One of the most sophisticated cities in the ancient Greek world, Siracusa is also the most elegant in present-day Sicily. The historic center, located on the island of Ortygia, is connected by bridge to the mainland; among the remarkable ancient Greek monuments here is the almost-intact, fifth-century B.C. Temple of Apollo. The huge Doric columns of this temple actually lie inside the city's Byzantine cathedral; from inside it's obvious that the columns are, in fact, supporting the ceiling, roof, and structure of the church. A statue of the Virgin Mary, to whom the cathedral is dedicated, stands above the altar in the same place where, 2,500 years ago, a massive statue of Athena stood.

Just down from the cathedral on Ortygia's winding main street, Corso Umberto, is the Fountain of Arethusa, where fresh water continues to bubble up in huge quantities, just as it did in ancient Siracusa, when it was the city's main water supply.
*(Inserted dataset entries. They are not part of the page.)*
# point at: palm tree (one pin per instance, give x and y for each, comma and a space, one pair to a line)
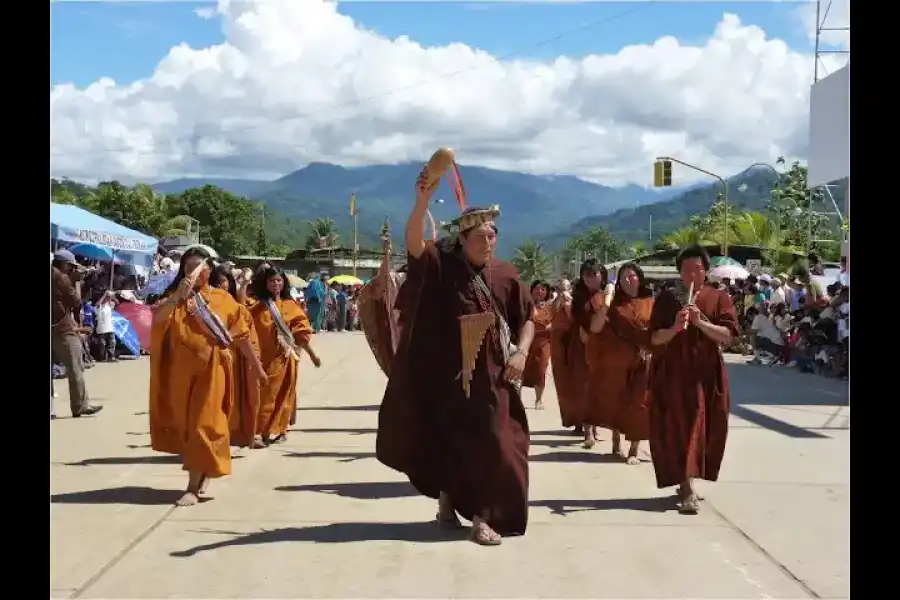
531, 262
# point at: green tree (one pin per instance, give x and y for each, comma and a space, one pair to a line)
596, 243
532, 262
794, 207
228, 223
324, 233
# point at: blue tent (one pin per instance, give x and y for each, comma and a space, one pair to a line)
73, 225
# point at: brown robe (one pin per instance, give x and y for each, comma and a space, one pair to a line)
535, 373
558, 362
617, 395
689, 392
475, 449
576, 363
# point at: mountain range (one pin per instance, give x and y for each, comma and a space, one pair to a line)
532, 206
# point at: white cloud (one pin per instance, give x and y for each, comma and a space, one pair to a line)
205, 13
297, 81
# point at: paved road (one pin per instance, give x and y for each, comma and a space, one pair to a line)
319, 517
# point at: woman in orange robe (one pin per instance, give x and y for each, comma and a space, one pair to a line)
196, 328
562, 321
535, 373
242, 419
616, 353
284, 332
593, 278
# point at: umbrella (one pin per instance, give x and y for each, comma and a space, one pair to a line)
345, 280
175, 241
729, 272
212, 253
125, 334
718, 261
158, 283
141, 318
92, 251
296, 281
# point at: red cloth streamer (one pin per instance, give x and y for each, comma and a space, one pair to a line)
433, 226
458, 188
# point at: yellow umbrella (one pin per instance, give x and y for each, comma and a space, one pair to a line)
345, 280
297, 282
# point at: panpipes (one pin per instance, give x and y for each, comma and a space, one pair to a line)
472, 329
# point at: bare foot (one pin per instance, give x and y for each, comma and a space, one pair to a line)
189, 499
483, 535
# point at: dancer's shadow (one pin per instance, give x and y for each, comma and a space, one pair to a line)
347, 430
363, 407
340, 456
137, 496
155, 459
584, 456
565, 507
369, 490
333, 533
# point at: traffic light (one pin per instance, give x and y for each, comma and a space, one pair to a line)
662, 173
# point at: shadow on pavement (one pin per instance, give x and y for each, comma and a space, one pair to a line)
564, 507
566, 433
774, 386
341, 456
333, 533
585, 456
347, 430
365, 407
139, 496
156, 459
369, 490
575, 442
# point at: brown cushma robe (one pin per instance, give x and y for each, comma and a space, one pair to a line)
617, 389
558, 338
582, 311
535, 373
689, 392
475, 449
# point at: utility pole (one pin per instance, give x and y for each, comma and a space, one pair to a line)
662, 160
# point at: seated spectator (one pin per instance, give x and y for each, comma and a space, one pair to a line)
768, 340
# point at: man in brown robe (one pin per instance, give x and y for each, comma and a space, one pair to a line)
470, 453
688, 382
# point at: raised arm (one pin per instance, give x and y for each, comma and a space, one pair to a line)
415, 226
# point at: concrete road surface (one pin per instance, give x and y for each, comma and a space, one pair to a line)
319, 517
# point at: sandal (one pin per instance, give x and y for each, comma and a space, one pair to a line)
483, 535
449, 522
690, 505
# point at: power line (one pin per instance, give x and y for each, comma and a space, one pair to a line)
387, 93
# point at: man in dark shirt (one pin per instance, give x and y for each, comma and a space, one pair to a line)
64, 339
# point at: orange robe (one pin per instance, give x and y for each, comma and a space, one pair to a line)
535, 372
242, 418
192, 385
278, 398
617, 395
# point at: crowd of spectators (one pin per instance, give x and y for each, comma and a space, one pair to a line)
795, 321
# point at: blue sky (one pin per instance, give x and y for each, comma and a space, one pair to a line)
125, 41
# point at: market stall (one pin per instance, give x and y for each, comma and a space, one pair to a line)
99, 238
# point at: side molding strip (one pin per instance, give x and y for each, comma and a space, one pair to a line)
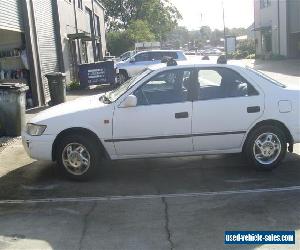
174, 136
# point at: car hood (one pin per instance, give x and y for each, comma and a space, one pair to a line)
71, 107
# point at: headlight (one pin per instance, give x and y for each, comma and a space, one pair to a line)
35, 129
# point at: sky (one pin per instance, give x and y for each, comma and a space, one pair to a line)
238, 13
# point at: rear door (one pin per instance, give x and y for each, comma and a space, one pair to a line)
226, 106
161, 121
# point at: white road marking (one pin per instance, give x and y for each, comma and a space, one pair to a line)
150, 196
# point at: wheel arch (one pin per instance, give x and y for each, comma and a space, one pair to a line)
77, 131
275, 123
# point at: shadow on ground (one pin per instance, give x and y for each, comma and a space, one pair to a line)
149, 176
155, 223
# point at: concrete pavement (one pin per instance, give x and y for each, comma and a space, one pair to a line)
174, 203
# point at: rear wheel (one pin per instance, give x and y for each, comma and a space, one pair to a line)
78, 156
266, 147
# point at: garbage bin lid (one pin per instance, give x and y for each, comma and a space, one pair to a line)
10, 85
55, 74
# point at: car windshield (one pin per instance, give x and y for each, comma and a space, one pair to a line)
261, 74
114, 95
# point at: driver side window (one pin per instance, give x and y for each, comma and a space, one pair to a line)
166, 87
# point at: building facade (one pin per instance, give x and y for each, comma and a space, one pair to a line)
42, 36
277, 27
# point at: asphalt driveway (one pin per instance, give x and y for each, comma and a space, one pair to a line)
171, 203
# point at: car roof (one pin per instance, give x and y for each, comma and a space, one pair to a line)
187, 64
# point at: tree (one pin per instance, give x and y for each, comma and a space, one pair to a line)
160, 15
124, 40
139, 31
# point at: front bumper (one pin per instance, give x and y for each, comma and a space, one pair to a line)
38, 147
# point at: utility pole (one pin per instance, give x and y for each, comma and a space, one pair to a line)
76, 29
225, 42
The vast, fifth-century-B.C. Greek theater, located on the mainland in the Archaeological Park of Neapolis, looks out over the city toward the sea. This was considered one of the most important centers of Greek theater and poetry; the last tragedies of Aeschylus, including The Persians, were first performed here in his presence. Now, every May and June, a theater festival of classical tragedies and comedies performed in ancient Greek takes place (800-380-0014).